The finding of qualitative study shows poor childcare and polygamy were the determinants of SAM. However; according to quantitative study, the main determinants of severe acute malnutrition in riverine context were diarrhea and inadequate dietary intake under the category of immediate cause of malnutrition. Whilst higher (≥ 3) number of under-five children were another important contextual determinant of severe acute malnutrition among children (6–36 months) in riverine zone of Somali region. Briefly, young age (6–11 and 12–17 months) and not having nutrition counseling during pregnancy were also among distal determinants of severe acute malnutrition in riverine context.

Improvement has to be made on childcare giving practices including dietary diversity. Water treatment and family planning intervention should be integrated along with community-based management of severe acute malnutrition (CMAM) programs in riverine context.

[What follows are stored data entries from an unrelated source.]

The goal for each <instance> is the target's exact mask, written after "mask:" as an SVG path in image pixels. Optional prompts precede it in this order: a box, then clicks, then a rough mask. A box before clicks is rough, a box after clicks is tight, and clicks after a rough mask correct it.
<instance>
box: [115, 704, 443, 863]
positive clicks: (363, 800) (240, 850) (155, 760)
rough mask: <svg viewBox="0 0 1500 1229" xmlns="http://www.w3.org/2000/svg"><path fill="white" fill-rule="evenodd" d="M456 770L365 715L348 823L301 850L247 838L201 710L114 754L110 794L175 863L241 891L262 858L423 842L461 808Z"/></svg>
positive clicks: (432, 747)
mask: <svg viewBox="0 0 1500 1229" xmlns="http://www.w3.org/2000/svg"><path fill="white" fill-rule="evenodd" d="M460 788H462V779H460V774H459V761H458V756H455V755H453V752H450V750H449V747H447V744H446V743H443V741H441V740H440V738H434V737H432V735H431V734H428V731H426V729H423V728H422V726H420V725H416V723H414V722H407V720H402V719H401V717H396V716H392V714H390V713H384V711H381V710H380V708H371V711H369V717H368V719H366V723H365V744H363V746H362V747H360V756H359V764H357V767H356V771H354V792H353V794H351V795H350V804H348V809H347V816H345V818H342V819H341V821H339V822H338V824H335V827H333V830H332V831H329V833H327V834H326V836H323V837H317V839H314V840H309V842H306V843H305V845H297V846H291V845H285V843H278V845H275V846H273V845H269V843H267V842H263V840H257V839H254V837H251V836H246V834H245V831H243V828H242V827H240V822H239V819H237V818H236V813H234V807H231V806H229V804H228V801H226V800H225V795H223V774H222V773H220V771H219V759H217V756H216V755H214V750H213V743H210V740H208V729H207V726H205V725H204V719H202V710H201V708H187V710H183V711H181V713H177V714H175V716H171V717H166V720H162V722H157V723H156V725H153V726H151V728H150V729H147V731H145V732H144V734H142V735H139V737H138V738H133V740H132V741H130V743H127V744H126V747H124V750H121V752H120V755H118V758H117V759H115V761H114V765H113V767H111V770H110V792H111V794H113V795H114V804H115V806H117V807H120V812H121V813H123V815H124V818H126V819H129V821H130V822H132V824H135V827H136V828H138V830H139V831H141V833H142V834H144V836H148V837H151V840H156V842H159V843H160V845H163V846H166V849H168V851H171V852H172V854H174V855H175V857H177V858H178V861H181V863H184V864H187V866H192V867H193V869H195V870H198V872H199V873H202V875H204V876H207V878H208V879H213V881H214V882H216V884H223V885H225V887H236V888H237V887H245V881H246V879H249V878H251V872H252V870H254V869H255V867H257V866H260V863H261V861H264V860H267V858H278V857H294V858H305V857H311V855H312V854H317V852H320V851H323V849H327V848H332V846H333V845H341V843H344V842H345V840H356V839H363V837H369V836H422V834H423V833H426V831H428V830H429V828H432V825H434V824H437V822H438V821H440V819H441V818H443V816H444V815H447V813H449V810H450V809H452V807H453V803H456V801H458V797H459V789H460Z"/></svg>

The researchers employed both quantitative and qualitative methods to discover the factors that influence SAM in children under the age of five in a river setting. This can be used as an input in nutrition initiatives by programmers and policymakers. However, there are some drawbacks to the study: determinant variables including diarrhea, dietary habit, and food security were examined by questioning respondents, which could expose social desirability and recall bias. The data was collected by trained and experienced health professional in the HPs to manage the study's potential weakness.